Allowing for the 90-day total investment horizon General Motors is expected to generate 1.11 times more return on investment than HBM Healthcare. However, GM is 1.11 times more volatile than HBM Healthcare Investments. It trades about 0.07 of its potential returns per unit of risk. HBM Healthcare Investments is currently generating about 0.0 per unit of risk. If you would invest  3,311  in General Motors on August 29, 2024 and sell it today you would earn a total of  2,168  from holding General Motors or generate 65.48% return on investment over 90 days.
Time Period3 Months [change]
DirectionMoves Together 
StrengthVery Weak
Accuracy99.75%
ValuesDaily Returns

General Motors  vs.  HBM Healthcare Investments

 Performance 
       Timeline  
General Motors 

Risk-Adjusted Performance

6 of 100

 
Weak
 
Strong
Modest
Compared to the overall equity markets, risk-adjusted returns on investments in General Motors are ranked lower than 6 (%) of all global equities and portfolios over the last 90 days. In spite of very weak primary indicators, GM may actually be approaching a critical reversion point that can send shares even higher in December 2024.
HBM Healthcare Inves 

Risk-Adjusted Performance

0 of 100

 
Weak
 
Strong
Very Weak
Over the last 90 days HBM Healthcare Investments has generated negative risk-adjusted returns adding no value to investors with long positions. In spite of fairly stable basic indicators, HBM Healthcare is not utilizing all of its potentials. The latest stock price fuss, may contribute to near-short-term losses for the sophisticated investors.

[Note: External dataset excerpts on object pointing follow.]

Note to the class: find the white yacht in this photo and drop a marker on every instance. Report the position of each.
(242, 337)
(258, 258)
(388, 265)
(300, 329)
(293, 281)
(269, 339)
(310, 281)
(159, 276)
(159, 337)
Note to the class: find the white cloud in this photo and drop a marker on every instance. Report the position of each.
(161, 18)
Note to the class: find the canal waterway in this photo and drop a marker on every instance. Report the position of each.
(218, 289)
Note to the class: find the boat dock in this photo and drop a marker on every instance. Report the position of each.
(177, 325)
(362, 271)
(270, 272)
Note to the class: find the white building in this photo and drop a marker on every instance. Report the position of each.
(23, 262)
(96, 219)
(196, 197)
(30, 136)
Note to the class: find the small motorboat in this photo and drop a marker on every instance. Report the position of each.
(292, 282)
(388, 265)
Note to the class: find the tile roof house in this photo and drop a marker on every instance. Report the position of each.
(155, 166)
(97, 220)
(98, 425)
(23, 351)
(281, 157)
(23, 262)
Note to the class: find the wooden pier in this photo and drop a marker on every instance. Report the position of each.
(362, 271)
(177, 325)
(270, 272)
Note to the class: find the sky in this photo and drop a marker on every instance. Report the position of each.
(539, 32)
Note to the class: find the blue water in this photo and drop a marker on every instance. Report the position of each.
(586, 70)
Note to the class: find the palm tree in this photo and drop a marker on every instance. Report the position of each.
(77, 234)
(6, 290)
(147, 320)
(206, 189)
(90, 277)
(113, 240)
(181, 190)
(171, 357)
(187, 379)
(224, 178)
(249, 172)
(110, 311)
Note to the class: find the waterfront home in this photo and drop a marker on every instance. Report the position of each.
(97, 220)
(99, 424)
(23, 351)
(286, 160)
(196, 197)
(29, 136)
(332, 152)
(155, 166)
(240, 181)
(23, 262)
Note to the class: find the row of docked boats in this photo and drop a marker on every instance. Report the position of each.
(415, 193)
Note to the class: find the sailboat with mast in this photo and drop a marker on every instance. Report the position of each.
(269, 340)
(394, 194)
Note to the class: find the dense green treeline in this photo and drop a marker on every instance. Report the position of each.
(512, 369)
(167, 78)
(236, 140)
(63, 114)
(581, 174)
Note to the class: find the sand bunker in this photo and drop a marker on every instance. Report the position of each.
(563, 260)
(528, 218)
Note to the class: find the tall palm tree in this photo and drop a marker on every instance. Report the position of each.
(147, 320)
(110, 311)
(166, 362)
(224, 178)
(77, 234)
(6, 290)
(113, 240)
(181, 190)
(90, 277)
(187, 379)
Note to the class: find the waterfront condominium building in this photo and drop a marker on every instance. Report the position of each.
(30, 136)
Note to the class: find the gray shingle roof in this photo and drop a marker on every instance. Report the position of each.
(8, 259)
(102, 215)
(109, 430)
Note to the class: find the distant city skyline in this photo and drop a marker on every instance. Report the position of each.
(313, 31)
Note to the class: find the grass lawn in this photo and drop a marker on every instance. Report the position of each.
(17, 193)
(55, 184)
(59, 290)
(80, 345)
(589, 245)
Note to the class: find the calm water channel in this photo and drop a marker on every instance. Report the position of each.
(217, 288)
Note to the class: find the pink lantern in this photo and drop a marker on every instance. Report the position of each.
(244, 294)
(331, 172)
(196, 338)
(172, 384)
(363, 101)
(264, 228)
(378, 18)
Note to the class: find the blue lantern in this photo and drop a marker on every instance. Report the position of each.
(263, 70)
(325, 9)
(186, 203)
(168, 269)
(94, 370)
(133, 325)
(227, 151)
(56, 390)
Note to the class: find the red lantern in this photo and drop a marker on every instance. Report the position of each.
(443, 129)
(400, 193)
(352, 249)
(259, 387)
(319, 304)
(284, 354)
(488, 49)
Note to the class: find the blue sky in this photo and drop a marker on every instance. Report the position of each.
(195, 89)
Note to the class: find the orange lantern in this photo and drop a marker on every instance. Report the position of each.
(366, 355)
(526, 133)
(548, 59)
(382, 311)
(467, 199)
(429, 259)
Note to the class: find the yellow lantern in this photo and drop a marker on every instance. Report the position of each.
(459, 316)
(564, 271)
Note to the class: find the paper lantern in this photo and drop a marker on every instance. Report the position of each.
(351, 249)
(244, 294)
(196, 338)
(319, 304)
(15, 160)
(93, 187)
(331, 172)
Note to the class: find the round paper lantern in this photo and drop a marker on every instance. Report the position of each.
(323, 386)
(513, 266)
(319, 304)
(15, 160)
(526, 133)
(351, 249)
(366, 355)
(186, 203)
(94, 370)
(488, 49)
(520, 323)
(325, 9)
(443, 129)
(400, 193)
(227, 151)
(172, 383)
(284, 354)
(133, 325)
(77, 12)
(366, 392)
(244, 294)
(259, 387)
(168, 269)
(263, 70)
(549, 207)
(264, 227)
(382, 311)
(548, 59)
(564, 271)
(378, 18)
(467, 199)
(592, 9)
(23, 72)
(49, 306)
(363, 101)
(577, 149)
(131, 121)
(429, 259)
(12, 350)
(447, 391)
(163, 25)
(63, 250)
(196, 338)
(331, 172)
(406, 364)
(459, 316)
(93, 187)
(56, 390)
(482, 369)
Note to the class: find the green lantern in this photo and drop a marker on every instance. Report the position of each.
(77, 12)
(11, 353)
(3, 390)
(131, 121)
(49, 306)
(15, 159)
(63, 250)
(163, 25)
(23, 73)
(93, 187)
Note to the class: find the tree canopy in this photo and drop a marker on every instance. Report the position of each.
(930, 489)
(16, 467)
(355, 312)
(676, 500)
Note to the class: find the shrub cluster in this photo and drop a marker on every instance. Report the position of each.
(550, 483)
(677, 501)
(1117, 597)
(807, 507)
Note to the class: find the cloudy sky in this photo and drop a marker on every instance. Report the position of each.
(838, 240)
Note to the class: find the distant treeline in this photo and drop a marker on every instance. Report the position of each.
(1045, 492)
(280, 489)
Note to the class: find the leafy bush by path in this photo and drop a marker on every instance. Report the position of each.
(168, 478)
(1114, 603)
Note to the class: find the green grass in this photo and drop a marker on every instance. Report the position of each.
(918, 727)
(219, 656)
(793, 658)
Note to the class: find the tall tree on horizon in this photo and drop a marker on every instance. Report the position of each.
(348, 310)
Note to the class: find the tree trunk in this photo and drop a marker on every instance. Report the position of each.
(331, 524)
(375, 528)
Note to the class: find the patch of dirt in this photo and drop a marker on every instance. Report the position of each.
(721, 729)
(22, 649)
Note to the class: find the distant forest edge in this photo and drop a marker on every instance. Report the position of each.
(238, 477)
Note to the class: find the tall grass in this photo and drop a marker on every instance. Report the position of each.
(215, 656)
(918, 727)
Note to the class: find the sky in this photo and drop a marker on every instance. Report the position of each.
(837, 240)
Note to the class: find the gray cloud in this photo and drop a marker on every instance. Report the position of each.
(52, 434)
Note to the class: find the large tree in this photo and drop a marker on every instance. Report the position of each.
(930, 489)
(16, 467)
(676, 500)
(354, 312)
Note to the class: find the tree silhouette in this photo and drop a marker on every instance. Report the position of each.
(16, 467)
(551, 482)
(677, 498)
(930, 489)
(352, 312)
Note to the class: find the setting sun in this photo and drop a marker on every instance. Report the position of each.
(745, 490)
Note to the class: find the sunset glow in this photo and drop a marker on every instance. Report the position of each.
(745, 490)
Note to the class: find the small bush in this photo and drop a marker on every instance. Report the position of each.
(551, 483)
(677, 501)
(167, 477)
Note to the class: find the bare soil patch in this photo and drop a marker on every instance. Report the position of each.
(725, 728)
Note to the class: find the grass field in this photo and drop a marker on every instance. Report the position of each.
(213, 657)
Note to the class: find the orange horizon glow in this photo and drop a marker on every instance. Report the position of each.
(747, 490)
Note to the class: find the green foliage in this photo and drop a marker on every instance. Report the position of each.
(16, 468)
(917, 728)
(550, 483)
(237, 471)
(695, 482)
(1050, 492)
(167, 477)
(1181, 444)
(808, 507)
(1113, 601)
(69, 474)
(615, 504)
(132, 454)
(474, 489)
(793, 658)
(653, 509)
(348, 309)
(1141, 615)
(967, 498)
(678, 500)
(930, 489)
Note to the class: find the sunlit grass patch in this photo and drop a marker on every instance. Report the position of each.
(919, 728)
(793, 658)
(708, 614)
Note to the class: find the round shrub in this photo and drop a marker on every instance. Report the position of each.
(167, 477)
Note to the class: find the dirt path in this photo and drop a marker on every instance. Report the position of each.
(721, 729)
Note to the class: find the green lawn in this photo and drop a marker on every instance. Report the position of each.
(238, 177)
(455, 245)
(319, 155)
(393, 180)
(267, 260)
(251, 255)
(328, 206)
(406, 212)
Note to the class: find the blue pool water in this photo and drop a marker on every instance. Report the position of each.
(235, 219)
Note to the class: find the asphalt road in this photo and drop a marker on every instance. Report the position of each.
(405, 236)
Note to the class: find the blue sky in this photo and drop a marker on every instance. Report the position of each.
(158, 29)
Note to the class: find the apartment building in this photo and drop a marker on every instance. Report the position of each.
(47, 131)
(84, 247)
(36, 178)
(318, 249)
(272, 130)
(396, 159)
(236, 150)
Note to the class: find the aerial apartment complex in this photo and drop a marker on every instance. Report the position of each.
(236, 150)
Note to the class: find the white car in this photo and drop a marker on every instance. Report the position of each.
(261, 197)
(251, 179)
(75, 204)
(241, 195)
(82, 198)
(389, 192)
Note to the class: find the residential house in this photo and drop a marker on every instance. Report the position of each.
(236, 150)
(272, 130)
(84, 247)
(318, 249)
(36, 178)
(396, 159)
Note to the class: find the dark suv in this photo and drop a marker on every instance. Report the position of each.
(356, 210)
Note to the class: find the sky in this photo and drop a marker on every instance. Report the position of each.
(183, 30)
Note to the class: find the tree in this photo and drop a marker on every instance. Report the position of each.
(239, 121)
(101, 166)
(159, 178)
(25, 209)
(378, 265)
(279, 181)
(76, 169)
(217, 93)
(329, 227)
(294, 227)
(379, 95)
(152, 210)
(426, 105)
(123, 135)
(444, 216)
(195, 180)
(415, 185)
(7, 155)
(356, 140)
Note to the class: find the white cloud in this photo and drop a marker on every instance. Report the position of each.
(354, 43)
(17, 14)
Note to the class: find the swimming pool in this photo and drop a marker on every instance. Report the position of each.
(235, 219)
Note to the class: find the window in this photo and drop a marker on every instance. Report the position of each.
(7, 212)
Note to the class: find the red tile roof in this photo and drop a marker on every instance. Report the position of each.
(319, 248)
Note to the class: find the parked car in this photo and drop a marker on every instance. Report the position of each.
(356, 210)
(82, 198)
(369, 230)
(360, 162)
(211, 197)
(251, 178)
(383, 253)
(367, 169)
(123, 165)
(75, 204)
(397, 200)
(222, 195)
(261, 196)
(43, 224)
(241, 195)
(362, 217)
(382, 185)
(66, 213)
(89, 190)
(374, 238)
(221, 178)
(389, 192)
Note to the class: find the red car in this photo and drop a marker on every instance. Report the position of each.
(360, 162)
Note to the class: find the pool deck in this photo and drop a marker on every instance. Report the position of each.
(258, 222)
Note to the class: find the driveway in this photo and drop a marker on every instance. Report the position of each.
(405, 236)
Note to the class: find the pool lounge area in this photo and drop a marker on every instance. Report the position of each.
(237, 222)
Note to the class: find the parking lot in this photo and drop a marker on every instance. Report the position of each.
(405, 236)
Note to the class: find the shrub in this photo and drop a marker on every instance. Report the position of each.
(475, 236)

GM and HBM Healthcare Volatility Contrast

   Predicted Return Density   
       Returns  

Pair Trading with GM and HBM Healthcare

The main advantage of trading using opposite GM and HBM Healthcare positions is that it hedges away some unsystematic risk. Because of two separate transactions, even if GM position performs unexpectedly, HBM Healthcare can make up some of the losses. Pair trading also minimizes risk from directional movements in the market. For example, if an entire industry or sector drops because of unexpected headlines, the short position in HBM Healthcare will offset losses from the drop in HBM Healthcare's long position.
The idea behind General Motors and HBM Healthcare Investments pairs trading is to make the combined position market-neutral, meaning the overall market's direction will not affect its win or loss (or potential downside or upside). This can be achieved by designing a pairs trade with two highly correlated stocks or equities that operate in a similar space or sector, making it possible to obtain profits through simple and relatively low-risk investment.
Check out your portfolio center.
Note that this page's information should be used as a complementary analysis to find the right mix of equity instruments to add to your existing portfolios or create a brand new portfolio. You can also try the Money Managers module to screen money managers from public funds and ETFs managed around the world.